Je ne préjuge pas, parce que quand je regarde la réalité sur le terrain aux États-Unis, je vois 40 États et 300 villes qui sont déjà engagés. Même le retrait de l’accord nécessite quatre ans. Je préfère ne pas présager et garder le calme. Mon rôle en tant que président de la COP est de garder le cap, de maintenir la mobilisation et cet engagement collectif.

On attendra l’entrée en action de la nouvelle administration américaine pour engager les discussions autour de cette question-là. Il y a des slogans de campagne, et c’est normal. Ensuite, il y a les réalités. Donc je reste optimiste. C’est mon rôle de président de la COP et je vais l’assumer en tant que tel.

Le début des négociations a été houleux. La Turquie a demandé la suspension des travaux pour réclamer le changement de l’ordre du jour. Est-ce que, pour vous, la Turquie est un pays développé ou un pays en voie de développement ?

[NDLR : La Turquie désire être retirée de la liste des pays développés de la CNUCC, et d’être considérée comme un pays en voie de développement. Cette demande avait déjà été soumise à la présidence française, mais n’a pas abouti. Elle permettrait à la Turquie d’accéder aux fonds climat pour financer l’atténuation de ses émissions de carbone et son adaptation aux changements climatiques]

C’est un débat. Je tiens à remercier la Turquie d’avoir été souple, flexible et compréhensive. Je m’étais engagé à la transparence, j’ai engagé les discussions en plénière.

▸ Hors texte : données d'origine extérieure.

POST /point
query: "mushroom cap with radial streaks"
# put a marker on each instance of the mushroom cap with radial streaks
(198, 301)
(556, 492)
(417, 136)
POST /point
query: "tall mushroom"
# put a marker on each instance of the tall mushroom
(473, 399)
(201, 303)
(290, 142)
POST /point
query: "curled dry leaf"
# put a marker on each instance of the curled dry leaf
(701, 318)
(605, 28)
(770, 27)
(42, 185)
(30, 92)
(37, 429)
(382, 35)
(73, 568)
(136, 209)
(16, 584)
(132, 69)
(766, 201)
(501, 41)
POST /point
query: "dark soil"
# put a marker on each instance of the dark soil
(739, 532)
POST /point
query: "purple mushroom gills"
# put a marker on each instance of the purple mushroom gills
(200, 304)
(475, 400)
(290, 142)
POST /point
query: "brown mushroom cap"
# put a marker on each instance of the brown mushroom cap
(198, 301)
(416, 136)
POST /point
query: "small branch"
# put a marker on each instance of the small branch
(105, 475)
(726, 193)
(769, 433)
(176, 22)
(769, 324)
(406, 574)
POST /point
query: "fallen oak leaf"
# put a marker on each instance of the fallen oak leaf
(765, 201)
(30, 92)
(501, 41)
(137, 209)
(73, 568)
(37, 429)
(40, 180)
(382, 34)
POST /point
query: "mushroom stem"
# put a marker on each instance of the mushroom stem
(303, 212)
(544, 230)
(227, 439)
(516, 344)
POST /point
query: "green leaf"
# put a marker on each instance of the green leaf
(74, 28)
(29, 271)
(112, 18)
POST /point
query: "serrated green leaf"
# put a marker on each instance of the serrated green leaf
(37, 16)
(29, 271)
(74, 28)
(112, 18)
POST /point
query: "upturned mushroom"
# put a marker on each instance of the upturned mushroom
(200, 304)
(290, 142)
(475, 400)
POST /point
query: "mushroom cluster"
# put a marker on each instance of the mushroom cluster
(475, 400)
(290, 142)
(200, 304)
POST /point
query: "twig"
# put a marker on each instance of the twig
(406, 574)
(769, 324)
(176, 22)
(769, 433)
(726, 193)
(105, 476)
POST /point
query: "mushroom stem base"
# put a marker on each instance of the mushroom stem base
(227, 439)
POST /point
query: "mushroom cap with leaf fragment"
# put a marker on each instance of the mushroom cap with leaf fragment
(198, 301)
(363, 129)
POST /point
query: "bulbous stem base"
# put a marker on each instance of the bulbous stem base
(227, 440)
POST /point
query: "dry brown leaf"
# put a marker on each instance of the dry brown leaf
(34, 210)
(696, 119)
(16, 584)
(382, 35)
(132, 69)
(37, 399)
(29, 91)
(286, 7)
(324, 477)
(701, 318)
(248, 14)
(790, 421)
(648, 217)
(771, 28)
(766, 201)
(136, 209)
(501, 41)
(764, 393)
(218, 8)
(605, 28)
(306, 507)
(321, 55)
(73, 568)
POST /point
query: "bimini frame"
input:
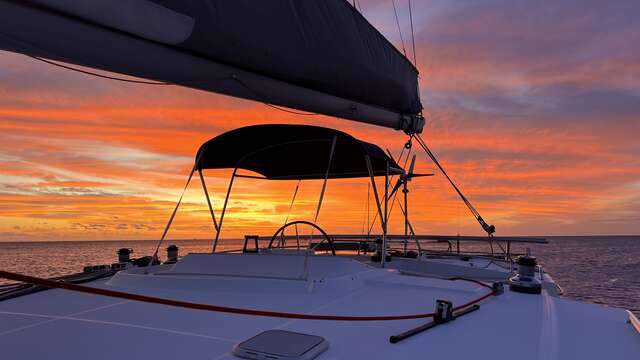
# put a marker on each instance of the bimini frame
(382, 206)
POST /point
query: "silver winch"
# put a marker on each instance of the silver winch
(525, 280)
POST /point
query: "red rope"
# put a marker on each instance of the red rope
(232, 310)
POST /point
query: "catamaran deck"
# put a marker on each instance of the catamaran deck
(73, 325)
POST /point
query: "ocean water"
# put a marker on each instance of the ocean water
(598, 269)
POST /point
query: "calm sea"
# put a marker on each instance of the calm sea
(598, 269)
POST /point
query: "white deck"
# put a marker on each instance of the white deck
(66, 325)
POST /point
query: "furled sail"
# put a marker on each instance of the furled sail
(318, 56)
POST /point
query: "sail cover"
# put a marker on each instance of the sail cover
(318, 56)
(294, 152)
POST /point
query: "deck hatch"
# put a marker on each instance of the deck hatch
(281, 344)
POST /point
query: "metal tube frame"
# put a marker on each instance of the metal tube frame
(206, 194)
(224, 210)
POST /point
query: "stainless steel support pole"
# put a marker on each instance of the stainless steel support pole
(386, 216)
(206, 194)
(224, 210)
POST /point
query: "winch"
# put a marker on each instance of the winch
(525, 280)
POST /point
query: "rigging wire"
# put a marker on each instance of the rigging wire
(395, 11)
(262, 97)
(97, 74)
(375, 216)
(164, 83)
(490, 229)
(413, 39)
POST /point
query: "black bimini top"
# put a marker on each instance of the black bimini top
(293, 152)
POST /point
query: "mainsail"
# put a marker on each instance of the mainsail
(317, 56)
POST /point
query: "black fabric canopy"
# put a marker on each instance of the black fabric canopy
(292, 152)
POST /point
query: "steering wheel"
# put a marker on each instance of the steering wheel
(324, 234)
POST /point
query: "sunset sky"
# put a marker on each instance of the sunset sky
(532, 106)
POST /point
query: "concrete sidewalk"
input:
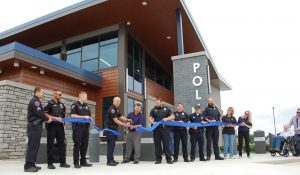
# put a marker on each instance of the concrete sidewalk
(258, 164)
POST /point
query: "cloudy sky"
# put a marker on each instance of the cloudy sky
(254, 44)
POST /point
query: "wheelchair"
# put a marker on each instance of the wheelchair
(287, 146)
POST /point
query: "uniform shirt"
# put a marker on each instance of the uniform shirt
(158, 113)
(112, 112)
(296, 123)
(35, 110)
(181, 116)
(229, 120)
(212, 113)
(244, 128)
(137, 119)
(80, 109)
(197, 118)
(55, 109)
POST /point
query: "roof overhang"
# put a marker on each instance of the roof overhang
(34, 57)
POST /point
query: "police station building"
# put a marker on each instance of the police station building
(135, 49)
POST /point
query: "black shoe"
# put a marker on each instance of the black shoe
(158, 162)
(219, 158)
(111, 164)
(51, 166)
(202, 159)
(37, 167)
(115, 162)
(125, 161)
(77, 165)
(31, 169)
(85, 164)
(169, 161)
(64, 165)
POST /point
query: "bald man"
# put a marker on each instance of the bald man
(113, 119)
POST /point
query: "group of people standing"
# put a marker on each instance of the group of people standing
(54, 112)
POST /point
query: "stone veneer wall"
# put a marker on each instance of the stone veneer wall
(14, 98)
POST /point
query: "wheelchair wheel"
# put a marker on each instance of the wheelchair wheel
(273, 154)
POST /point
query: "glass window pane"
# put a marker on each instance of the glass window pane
(73, 47)
(138, 83)
(90, 51)
(108, 56)
(130, 105)
(109, 38)
(90, 65)
(74, 59)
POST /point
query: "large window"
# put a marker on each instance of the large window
(96, 53)
(134, 66)
(155, 72)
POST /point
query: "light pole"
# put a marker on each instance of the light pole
(274, 120)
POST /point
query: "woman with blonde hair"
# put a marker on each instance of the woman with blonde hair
(245, 124)
(229, 132)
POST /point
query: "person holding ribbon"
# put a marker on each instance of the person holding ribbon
(114, 118)
(161, 134)
(180, 133)
(197, 133)
(245, 124)
(212, 114)
(229, 132)
(80, 109)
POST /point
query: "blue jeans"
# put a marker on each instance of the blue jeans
(171, 142)
(228, 142)
(276, 141)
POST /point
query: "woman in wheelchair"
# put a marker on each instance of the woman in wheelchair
(283, 140)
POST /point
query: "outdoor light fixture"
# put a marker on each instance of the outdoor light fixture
(16, 63)
(42, 72)
(33, 67)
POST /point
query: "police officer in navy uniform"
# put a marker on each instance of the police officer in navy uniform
(56, 110)
(197, 133)
(161, 133)
(114, 118)
(180, 133)
(212, 114)
(35, 118)
(80, 109)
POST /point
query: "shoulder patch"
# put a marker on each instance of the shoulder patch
(37, 103)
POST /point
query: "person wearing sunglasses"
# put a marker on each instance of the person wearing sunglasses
(245, 124)
(295, 121)
(56, 110)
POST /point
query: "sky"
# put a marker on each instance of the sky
(254, 44)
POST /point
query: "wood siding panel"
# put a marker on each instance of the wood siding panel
(110, 88)
(156, 90)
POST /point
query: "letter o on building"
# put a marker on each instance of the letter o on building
(197, 81)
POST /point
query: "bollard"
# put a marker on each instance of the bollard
(94, 146)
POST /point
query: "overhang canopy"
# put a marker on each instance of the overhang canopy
(34, 57)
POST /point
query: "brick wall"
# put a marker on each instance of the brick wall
(14, 98)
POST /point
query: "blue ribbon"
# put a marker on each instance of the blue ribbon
(90, 121)
(179, 124)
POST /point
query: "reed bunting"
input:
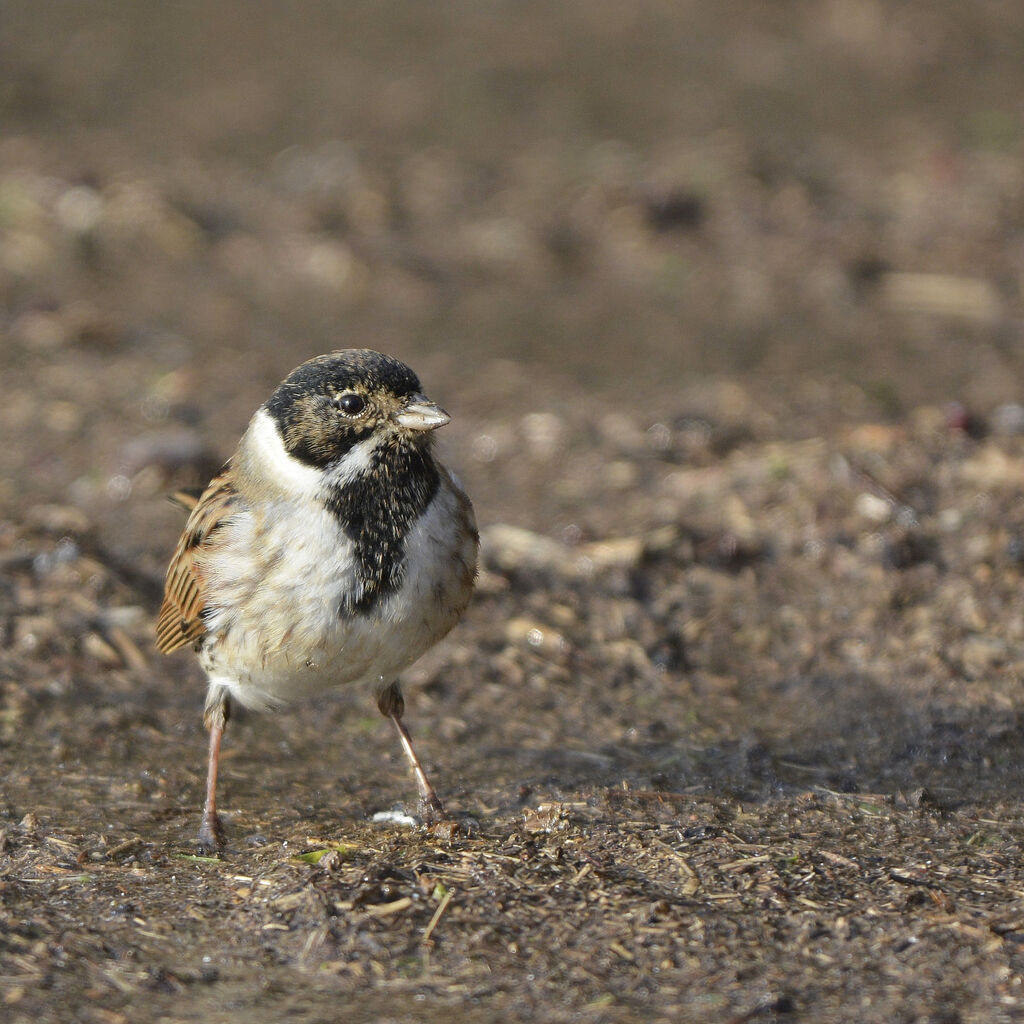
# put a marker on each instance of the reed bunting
(333, 549)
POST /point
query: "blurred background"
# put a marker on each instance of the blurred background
(725, 301)
(796, 214)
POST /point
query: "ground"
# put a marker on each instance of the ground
(726, 307)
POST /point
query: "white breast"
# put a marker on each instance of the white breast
(281, 576)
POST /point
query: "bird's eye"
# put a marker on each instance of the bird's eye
(350, 403)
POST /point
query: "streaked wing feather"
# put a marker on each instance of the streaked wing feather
(180, 620)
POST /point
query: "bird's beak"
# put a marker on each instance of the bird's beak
(421, 414)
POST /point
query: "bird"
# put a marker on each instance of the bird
(333, 549)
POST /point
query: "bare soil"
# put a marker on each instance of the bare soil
(726, 304)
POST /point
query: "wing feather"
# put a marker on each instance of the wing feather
(180, 621)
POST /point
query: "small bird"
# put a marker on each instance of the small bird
(333, 549)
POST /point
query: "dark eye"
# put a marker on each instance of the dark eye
(350, 403)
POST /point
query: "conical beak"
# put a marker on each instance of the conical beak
(421, 414)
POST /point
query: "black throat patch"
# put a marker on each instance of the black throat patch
(377, 510)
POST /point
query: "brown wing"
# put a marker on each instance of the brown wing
(180, 620)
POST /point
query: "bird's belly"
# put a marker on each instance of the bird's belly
(289, 636)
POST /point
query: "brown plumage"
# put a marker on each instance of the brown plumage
(180, 620)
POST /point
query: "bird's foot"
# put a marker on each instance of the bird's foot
(211, 836)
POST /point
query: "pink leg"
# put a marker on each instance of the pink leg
(392, 706)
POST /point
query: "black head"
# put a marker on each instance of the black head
(333, 401)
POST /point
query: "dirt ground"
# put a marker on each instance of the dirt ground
(725, 301)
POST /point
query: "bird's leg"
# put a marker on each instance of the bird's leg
(211, 833)
(392, 706)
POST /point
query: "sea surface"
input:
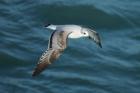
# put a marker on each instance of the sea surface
(83, 67)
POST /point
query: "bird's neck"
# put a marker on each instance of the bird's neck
(52, 27)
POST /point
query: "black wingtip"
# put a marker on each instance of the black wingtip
(100, 45)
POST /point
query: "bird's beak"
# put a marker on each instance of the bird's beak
(95, 36)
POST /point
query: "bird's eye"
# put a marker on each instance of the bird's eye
(84, 33)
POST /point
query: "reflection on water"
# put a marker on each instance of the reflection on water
(113, 69)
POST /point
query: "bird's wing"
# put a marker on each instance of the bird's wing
(57, 44)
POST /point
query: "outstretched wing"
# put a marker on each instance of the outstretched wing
(57, 44)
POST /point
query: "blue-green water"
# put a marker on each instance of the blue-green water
(83, 67)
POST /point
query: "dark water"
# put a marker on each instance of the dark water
(83, 68)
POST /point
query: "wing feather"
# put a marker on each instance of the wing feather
(57, 44)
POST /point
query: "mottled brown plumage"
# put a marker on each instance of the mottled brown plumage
(57, 44)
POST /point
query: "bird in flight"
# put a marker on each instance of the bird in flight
(58, 43)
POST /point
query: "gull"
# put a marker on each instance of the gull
(58, 43)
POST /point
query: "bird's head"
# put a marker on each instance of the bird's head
(91, 34)
(50, 26)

Qu’allez-vous apporter de plus à travers cette COP22 ?

On a décidé ensemble d’un processus de dialogue informel et ouvert. Cet engagement, nous sommes en train de le respecter. Maintenant, il faut laisser le temps au temps, et laisser les acteurs agir. Mon rôle est un rôle de facilitation, mais le président de la COP n’a pas pour mission de dire « ça c’est blanc et ça c’est noir ». C’est un processus et nous devons dégager des éléments de consensus. C’est mon rôle.

Un mot sur l’aventure humaine qu’est cette COP ? On voit le comité marocain bouger dans tous les sens. Comment le vivez-vous ?

Il est monté en puissance avec le temps. Beaucoup qui ont eu des responsabilités dans certains pôles n’étaient pas forcément issus du monde des COP et de l’environnement. Mais ils ont assuré leurs missions de manière brillante. On sait ce qu’on veut, on sait comment mener cette COP. Il y a une concertation et une interaction quotidiennes, une remontée d’information qui se fait de manière systématique. Je suis très heureux de travailler avec cette équipe, qui est une équipe engagée. Ce genre de manifestation nécessite de l’engagement, du dévouement. Toute l’équipe fait un travail extraordinaire.

Vous aviez trois casquettes cette année. Ministre, président du RNI et président de la COP. L’année prochaine, est-ce que vous allez être uniquement président de la COP ?

Maintenant, je n’en ai plus que deux. J’en ai déjà retiré une. C’est ma nature, je m’investis dans les responsabilités qui sont les miennes. Il est vrai que concilier les trois était un exercice inhumain. C’est inhumain de mener trois chantiers énormes en même temps. C’est beaucoup de temps, de disponibilité, d’énergie. La présidence de la COP c’est quelque chose de sérieux, car c’est un engagement vis-à-vis du monde. Je m’y investis aujourd’hui, j’assume également mes responsabilités de ministre des Affaires étrangères tant que je le suis. Demain, je ne sais pas ce qu’il se produira. Peut-être que je vais assumer de nouvelles responsabilités. De toutes les manières, je donnerai le meilleur de moi-même partout où je serai, en étant le plus sincère et le plus efficace possible.